Truth - Al Franken [116]
Seven months into the war, Donald Rumsfeld wrote a memo asking whether we were creating more terrorists than we were eliminating. “We lack the metrics to know,” he lamented at the time. Nine months later, he gave a speech indicating that he had made no progress in creating such metrics:
What we don’t know is what’s coming in in the intake. How many more of these folks are being trained and developed and organized and deployed and sent out. The civilized world doesn’t know the answer to that question.

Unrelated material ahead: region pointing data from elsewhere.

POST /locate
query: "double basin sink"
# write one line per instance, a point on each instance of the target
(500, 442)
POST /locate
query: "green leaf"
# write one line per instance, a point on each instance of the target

While we don’t have an actual head count of terrorists, there are certain indicators. And all these indicators suggest that to the extent that the war in Iraq was ever about fighting terrorism, it has been a spectacular failure. An obvious metric, or as I prefer to call it, “measure,” of the success of the War on Terror is the number of terrorist attacks worldwide. At least that’s what the State Department boasted when it initially released its annual “Patterns of Global Terrorism” report in 2004. The report showed that the incidence of terrorist attacks was down to its lowest level in more than thirty years—a 45 percent decrease since 2001. “You will find in these pages clear evidence that we are prevailing in the fight,” Deputy Secretary of State Richard Armitage proudly announced.
It wasn’t long before the State Department realized they had made a number of small mistakes, including leaving out the terrorist attacks that had taken place during an unusually busy terrorist attack season from November 12 through December 31. An embarrassed Colin Powell did some damage control, telling the easily deceived Tim Russert, “I’m not a happy camper on this. We were wrong. We’re going to get to the bottom of it.” Once the books had gone through the State Department’s de-cookerator, they told a very different story. The number of “significant” terrorist attacks had shot up from the previous year, reaching, not the lowest, but the highest level ever recorded.
The next year, the State Department was determined not to repeat its mistake. Breaking with twenty years of precedent, the administration’s congressionally mandated report on terrorism did not include statistics on terrorist attacks—the very activity that defines terrorism. Which isn’t to say they didn’t collect the statistics. It’s just that when they learned that the number of “significant” attacks had tripled from the previous year’s record high, they realized that the number was useless as a metric to prove that terrorist attacks had gone down.
In May 2004, around the same time Ahmed Chalabi’s home and office were being raided, Paul Wolfowitz asked William Schneider, Jr., chairman of the Pentagon’s Defense Science Board and an old buddy from the Project for a New American Century, to conduct a study on how America could improve its strategic communication in the global war on terror. Wolfowitz wanted to know how America could convince the world’s Muslims that America was not their enemy. It was a move I had been calling for since President Bush referred to the War on Terror as a “Crusade” and Lieutenant General William G. Boykin, the deputy undersecretary of defense for—get this—intelligence, said, in full dress uniform, at a church, that the War on Terror was a fight between “a Christian nation” and “Satan.”
Schneider’s report was slightly more critical of the Bush administration’s approach to fighting terror than, say, I am. It noted that “opinion surveys” of Muslims worldwide “reveal widespread animosity toward the United States and its policies.”
A year and a half after going to war in Iraq, Arab/Muslim anger has intensified. Data from Zogby International in July 2004, for example, show that the U.S. is viewed unfavorably by overwhelming majorities in Egypt (98 percent), Saudi Arabia (94 percent), Morocco (88 percent), and Jordan (78 percent).